Salat Malware: Stealthy Control via QUIC and WebSocket

A newly emerged threat in the cybersecurity landscape, known as Salat malware, is causing significant concern due to its advanced capabilities and stealthy operations. Developed using the Go programming language, this malware functions as a full-fledged remote access trojan, allowing attackers to maintain extensive and persistent control over compromised systems.

Salat’s versatility sets it apart from simpler malware, as it can execute a wide array of tasks, ranging from password theft to providing real-time access to a victim’s screen and webcam. The malware’s ability to communicate with its controllers using modern protocols like QUIC and WebSocket makes it particularly challenging for security tools to detect, as it seamlessly integrates its traffic with regular internet activities.

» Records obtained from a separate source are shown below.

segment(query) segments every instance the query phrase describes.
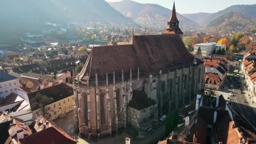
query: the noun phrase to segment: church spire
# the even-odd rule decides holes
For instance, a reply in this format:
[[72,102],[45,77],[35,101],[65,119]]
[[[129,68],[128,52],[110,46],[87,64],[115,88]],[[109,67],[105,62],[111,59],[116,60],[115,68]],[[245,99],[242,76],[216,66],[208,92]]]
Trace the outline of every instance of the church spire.
[[168,21],[168,25],[172,25],[172,24],[174,24],[179,26],[179,20],[177,18],[176,15],[176,10],[175,9],[175,3],[173,2],[173,10],[171,11],[171,15],[169,21]]
[[173,11],[175,10],[175,1],[173,2]]
[[171,17],[167,22],[167,27],[165,29],[162,34],[163,35],[178,34],[182,39],[183,32],[179,28],[179,21],[176,14],[175,3],[173,2],[173,7],[171,11]]

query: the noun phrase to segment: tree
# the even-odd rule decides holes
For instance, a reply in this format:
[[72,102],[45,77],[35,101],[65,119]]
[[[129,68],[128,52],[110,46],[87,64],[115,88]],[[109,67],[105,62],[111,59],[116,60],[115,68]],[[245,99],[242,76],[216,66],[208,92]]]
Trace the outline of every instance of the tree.
[[231,43],[235,47],[237,46],[237,44],[240,38],[243,37],[243,35],[241,32],[237,33],[235,34],[232,35],[231,36]]
[[201,48],[199,47],[198,49],[197,49],[197,54],[201,54],[202,53],[202,52],[201,51]]
[[85,51],[85,48],[83,46],[80,47],[80,48],[78,48],[78,51]]
[[77,73],[80,73],[82,69],[83,69],[83,65],[82,64],[78,64],[77,66]]
[[129,35],[129,31],[127,29],[125,30],[125,31],[123,32],[123,35]]
[[213,54],[216,54],[216,48],[214,47],[214,49],[213,49],[213,51],[212,53]]
[[229,50],[231,51],[232,51],[235,50],[235,46],[234,46],[234,45],[232,45],[229,47]]
[[225,49],[224,48],[222,48],[221,49],[221,55],[224,55],[226,51],[225,51]]
[[248,51],[255,51],[256,50],[256,42],[251,42],[246,48]]
[[32,99],[30,101],[31,106],[32,109],[36,110],[40,109],[42,111],[43,115],[48,113],[49,109],[46,106],[53,102],[54,101],[53,98],[42,95],[40,93],[37,93],[35,98]]
[[219,55],[221,55],[221,49],[219,48],[218,51],[217,51],[217,52],[216,52],[216,54],[219,54]]
[[229,45],[229,40],[227,38],[221,38],[217,43],[219,44],[225,45],[226,47],[228,47]]
[[187,48],[189,46],[194,47],[194,45],[192,45],[192,42],[195,39],[195,37],[192,36],[185,37],[183,38],[183,42]]

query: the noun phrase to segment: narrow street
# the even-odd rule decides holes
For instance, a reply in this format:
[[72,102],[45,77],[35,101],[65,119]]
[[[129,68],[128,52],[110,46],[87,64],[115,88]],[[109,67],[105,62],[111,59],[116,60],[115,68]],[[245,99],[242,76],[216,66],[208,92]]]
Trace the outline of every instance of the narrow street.
[[[235,66],[235,64],[237,64],[237,61],[230,61],[229,64],[228,73],[223,85],[224,88],[220,88],[219,91],[216,91],[217,94],[222,94],[227,100],[229,100],[228,97],[229,97],[232,102],[232,107],[243,115],[252,125],[256,125],[256,104],[252,104],[252,101],[248,96],[249,92],[245,84],[241,65],[239,67]],[[233,72],[235,69],[238,70],[239,77],[232,75]],[[237,80],[236,78],[237,79]],[[232,85],[232,87],[230,85]],[[243,88],[243,93],[241,93],[239,89],[240,87]],[[230,92],[233,93],[233,96],[229,96],[229,93]]]

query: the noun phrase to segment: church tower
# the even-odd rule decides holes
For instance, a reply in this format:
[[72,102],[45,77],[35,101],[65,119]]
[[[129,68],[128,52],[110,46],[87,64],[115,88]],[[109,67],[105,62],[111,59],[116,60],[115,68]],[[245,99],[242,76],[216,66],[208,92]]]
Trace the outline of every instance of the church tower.
[[177,18],[176,10],[175,10],[175,3],[173,3],[173,7],[171,12],[171,17],[167,22],[167,27],[163,32],[163,35],[178,34],[182,39],[183,32],[179,27],[179,21]]

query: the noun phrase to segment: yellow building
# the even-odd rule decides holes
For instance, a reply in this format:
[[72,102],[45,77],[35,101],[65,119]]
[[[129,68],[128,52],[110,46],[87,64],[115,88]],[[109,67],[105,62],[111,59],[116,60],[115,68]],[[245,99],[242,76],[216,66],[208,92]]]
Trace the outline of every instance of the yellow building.
[[[48,97],[52,98],[53,102],[45,107],[45,116],[51,120],[54,120],[61,116],[72,111],[73,108],[74,94],[72,88],[64,83],[61,83],[40,91],[28,93],[30,105],[31,100],[40,93]],[[43,111],[38,107],[32,108],[33,119],[36,118],[37,115],[43,114]]]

Stealthy Communication Techniques

Salat distinguishes itself by employing cutting-edge communication methods to remain undetected. By utilizing QUIC and WebSocket protocols, the malware cleverly disguises its traffic, blending into normal network activities. This approach significantly complicates the task of identifying suspicious behavior, as these protocols are common in legitimate web services.

Researchers from DarkAtlas, who conducted a thorough analysis of Salat, released their findings on May 6, 2026. They highlighted the malware’s sophisticated design, which includes six methods for concealing internal strings and generating a unique identity for each infected machine. This level of sophistication underscores the professional planning behind Salat’s development.

Data Gathering and Persistence

Upon infiltration, Salat promptly begins gathering detailed information about the infected system, including operating system specifics, hardware configurations, and active applications. This information is encrypted and transmitted to the attacker’s server, providing them with a comprehensive understanding of the compromised machine.

The malware’s data theft capabilities are extensive, targeting browsers, cryptocurrency wallets, messaging apps, and clipboard contents. By capturing keystrokes, taking screenshots, and enabling a remote shell for command execution, Salat effectively grants full control of the infected device to its operators.

Robust Persistence Mechanisms

Salat ensures its continued presence on an infected system through multiple persistence strategies. It disguises itself with names resembling legitimate Windows processes, such as explorer.exe, and creates scheduled tasks to maintain activity. Additionally, it modifies registry keys to automatically launch upon system startup.

In case its command servers become unreachable, Salat ingeniously uses the TON blockchain to obtain new server addresses via Cloudflare’s encrypted DNS. This tactic makes it nearly impossible to completely disrupt its operation, as the blockchain remains online regardless of individual server outages.

Security experts advise monitoring for unusual outbound connections using QUIC or WebSocket protocols and inspecting hidden system files with suspicious names. Keeping endpoint security tools updated to detect Go-based malware and auditing scheduled tasks can significantly mitigate the risk of Salat infections.

Conclusion

The emergence of Salat malware highlights the evolving complexity and sophistication of cyber threats. Its use of modern protocols and robust persistence mechanisms poses significant challenges for cybersecurity professionals. Vigilant monitoring and proactive security measures are crucial to protecting systems from such advanced threats.